Звуки снаружи затихли, лишь стучало сердце в горле и крыльями бабочек шелестели голоса. Одна из статуй держала в ладони под чашей алый светящийся камень.

Этого не может быть!

И в этот миг голоса взвихрились тысячей ритмов. Схватившись за голову, раздираемую бескрайностью ослепляющих слов, я рухнул на колени и пополз прочь от идолов.

Обнаружил себя уткнувшимся лицом в снег. Рука сжималась в кулак, продавливая ногтями кожу. Однако холод ледяной земли приводил в чувства. Голоса затихали. Переволновался.

Я осторожно приподнялся на корточки, в ушах всё ещё звенело, как после удара. Я опёрся руками о надёжную землю, впился взглядом в красный камень. Происходящее не укладывалось в голове. Амультара таких размеров – это неслыханное богатство, великий источник энергии. И такое сокровище находится в грязном поселении дикарей?! Да эти глупцы даже не догадываться, чем владеют! Вот так, посреди улицы, никем не охраняемая, просто невероятно!

Мои собственные амультары, встроенные в виски, вены на руке и солнечное сплетение, были микроскопическими, но всё равно дорогими. Они, соединённые с сосудами, давали бесконечный ресурс для обогрева тетракостюма, расширенного зрения, выхода в сеть и других дополнений, но эта амультара оказалась в десятки раз больше моих. И она светилась, а значит, её к чему-то подключили и что-то с её помощью производили. Что же?
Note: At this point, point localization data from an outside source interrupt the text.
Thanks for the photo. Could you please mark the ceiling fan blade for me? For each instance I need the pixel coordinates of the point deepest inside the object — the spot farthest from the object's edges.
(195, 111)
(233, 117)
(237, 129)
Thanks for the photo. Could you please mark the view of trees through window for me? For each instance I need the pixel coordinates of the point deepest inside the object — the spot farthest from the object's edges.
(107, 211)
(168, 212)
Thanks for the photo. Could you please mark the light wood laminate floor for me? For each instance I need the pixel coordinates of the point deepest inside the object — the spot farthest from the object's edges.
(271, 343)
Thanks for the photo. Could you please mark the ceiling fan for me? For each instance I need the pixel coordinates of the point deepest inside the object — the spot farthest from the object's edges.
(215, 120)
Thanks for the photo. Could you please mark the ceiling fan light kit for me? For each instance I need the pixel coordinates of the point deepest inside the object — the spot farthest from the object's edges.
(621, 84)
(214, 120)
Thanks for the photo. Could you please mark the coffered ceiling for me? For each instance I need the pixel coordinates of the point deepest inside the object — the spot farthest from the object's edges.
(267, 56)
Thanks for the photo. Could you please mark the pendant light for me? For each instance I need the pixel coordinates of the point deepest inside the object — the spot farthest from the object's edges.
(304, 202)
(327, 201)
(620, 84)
Я медленно поднялся и, сосредоточив все внутренние силы на заглушении голосов, вновь приблизился к кристаллу.

– Чем же ты тут занимаешься? – Я прищурился и обошёл статуи.
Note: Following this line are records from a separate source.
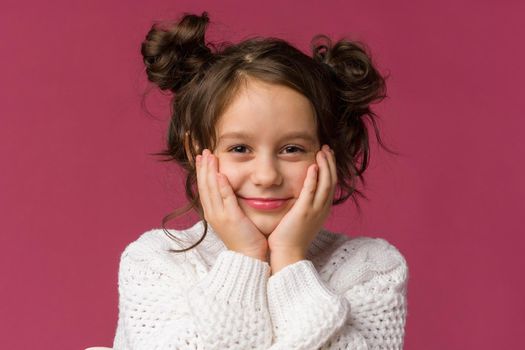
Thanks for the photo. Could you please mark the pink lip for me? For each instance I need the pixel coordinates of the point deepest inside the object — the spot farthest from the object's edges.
(265, 203)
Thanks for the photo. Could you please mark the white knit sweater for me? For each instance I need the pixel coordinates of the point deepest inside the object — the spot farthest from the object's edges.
(350, 293)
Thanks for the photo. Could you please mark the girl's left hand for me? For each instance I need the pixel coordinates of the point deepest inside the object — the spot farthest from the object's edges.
(297, 229)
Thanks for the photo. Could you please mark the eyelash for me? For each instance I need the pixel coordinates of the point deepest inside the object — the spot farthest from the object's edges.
(299, 149)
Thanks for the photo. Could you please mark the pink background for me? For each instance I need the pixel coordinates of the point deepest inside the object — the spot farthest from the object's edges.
(77, 184)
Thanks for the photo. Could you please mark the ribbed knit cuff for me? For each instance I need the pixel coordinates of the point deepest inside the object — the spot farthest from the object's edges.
(298, 282)
(237, 278)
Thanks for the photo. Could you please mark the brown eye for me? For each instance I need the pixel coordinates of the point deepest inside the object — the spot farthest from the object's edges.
(237, 149)
(294, 149)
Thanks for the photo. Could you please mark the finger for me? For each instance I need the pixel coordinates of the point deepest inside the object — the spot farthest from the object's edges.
(309, 187)
(332, 163)
(333, 169)
(324, 185)
(201, 184)
(213, 186)
(228, 196)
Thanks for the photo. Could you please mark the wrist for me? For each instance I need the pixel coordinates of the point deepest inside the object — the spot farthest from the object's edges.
(279, 260)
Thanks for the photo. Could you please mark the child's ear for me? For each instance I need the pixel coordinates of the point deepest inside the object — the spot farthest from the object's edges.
(187, 142)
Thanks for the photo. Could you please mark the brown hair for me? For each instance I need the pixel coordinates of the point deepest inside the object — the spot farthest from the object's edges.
(339, 79)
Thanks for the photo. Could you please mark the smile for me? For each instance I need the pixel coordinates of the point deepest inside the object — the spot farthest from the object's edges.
(265, 203)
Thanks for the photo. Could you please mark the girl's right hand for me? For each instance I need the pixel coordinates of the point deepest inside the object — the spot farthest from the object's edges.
(223, 213)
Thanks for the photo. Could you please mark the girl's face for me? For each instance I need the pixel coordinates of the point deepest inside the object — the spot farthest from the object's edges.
(266, 139)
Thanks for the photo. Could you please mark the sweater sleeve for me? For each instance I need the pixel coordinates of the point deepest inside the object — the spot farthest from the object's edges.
(160, 309)
(362, 305)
Очевидно одно – амультара подключена к чаше и идолам. Возможно, в их руках скрывался механизм, приводящий её в действие.

Я осмотрел статуи. Женщина и мужчина – местные языческие божки. Начал копаться в памяти и файлах, разыскивая хоть какие-то сведения об амультарах и богах на Живе. Конечно же, я не удосужился скачать никакой книги по истории или культуре планеты. Идиот. Обнаружилась лишь маленькая, случайно сохранённая статья о Наукограде. Я пролистал её и нашёл лишь пару строк о местных жителях: «С переходом в так называемый мир грёз у населения связано множество ритуалов…»
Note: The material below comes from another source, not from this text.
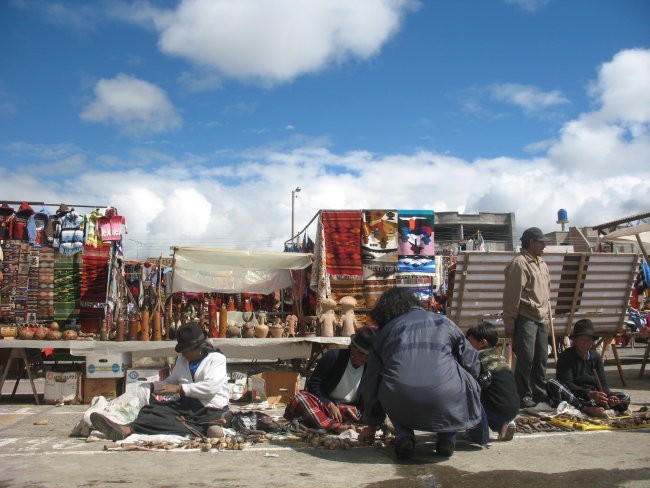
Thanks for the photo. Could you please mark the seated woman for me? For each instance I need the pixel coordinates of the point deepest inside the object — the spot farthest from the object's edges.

Бла-бла, листаем дальше: «Ещё одна особенность культуры – узаконенная у всех народов религия – Двуединство. Все расы почитают богами одиннадцать братьев и …» Бла-бла, перечисление имён… «Во главе богов стоят близнецы: брат и сестра. А верховным божеством, прародительницей близнецов и жизни, аборигены почитают саму Живу».